About 6 years ago, Colin and I took a close look at our bills. As freelancers with income that varied month to month, the timing of several of those bills really hurt. Of course, some essential bills are due each month (mortgage, gas/electric, cable, health insurance, car insurance, etc.). Although we took a look at lowering these how we could, these were not the bills that were really hurting us.
Much more hurtful were the four yearly estimated tax payments, especially the two that were due during the summer when income was lower. Or Colin’s life insurance payments that were only due five seemingly random times per year (once per quarter plus a separate yearly fee). Or IUS parking or AAA or Amazon Prime which all came due once a year during the summer. If we had not made enough that month we were dipping into our emergency account to cover those bills. We financially dreaded the summers.

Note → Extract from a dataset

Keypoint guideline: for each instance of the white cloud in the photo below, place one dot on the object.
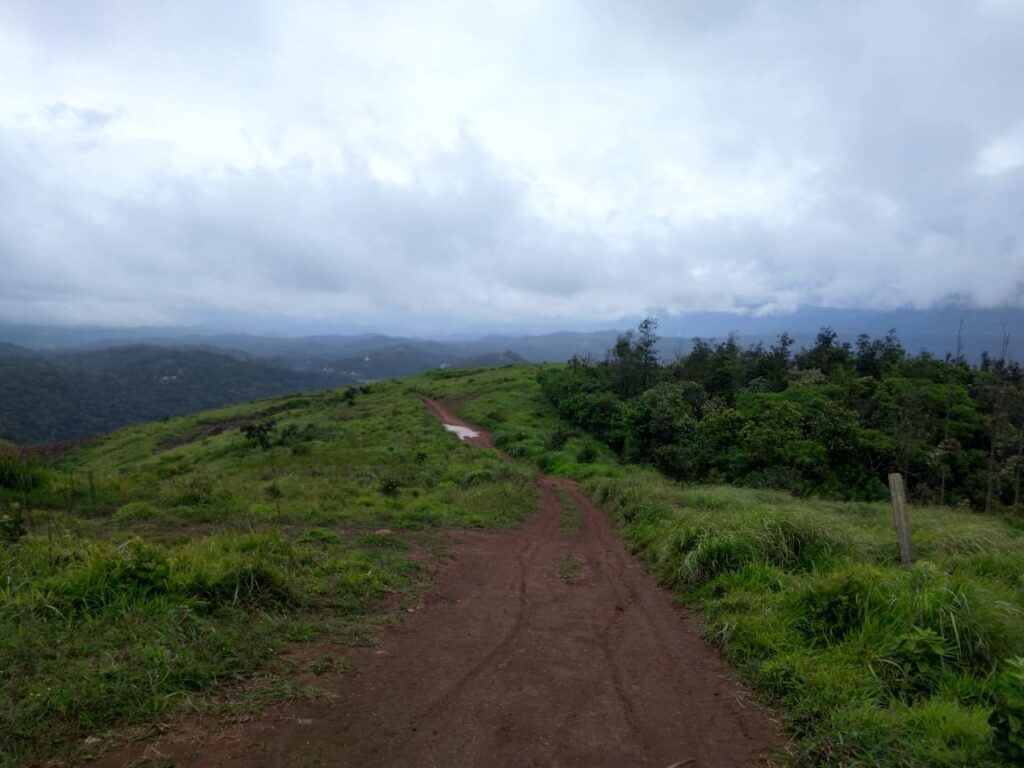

The smartest thing we did was to look at those bills that come up less frequently than monthly. This includes the aforementioned bills as well as the water bill, phone bills (mine is monthly, but Colin’s is prepaid every 6 months), Costco membership, etc. To take the Costco bill for example: it is a yearly renewal, so we divide the Costco bill by 12 and tuck away that portion of the bill payment each month so that we have the money in the account when the bills come due.

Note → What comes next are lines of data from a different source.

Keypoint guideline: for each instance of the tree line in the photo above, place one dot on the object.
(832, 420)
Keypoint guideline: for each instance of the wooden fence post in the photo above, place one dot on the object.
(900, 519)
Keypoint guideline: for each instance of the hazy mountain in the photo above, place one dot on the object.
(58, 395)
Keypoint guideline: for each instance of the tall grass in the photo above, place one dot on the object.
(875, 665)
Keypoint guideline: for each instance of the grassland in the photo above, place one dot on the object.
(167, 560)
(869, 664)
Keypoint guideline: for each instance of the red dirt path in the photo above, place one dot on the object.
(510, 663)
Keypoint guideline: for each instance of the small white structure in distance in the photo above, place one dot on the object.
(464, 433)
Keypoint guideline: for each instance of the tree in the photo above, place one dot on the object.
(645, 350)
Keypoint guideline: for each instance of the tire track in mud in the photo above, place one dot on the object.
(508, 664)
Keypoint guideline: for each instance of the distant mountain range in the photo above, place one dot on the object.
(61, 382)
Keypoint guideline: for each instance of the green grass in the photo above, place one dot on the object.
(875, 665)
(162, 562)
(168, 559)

We do the same for Colin’s phone bill: divide by 6 and tuck away that portion each month so that we have the money in the account when the bill is due. Or even the water bill: that comes every other month, so we divide it in half. You get the pattern.
Now since we are spreading out the bills over multiple pay periods, the amount we are paying each month is much more equalized, making it more affordable, so we don’t need to dip into our emergency account just to pay regular bills any more. This also provides us with a financial buffer to cover using our debit card to do grocery shopping and the like. Financial security for freelancers.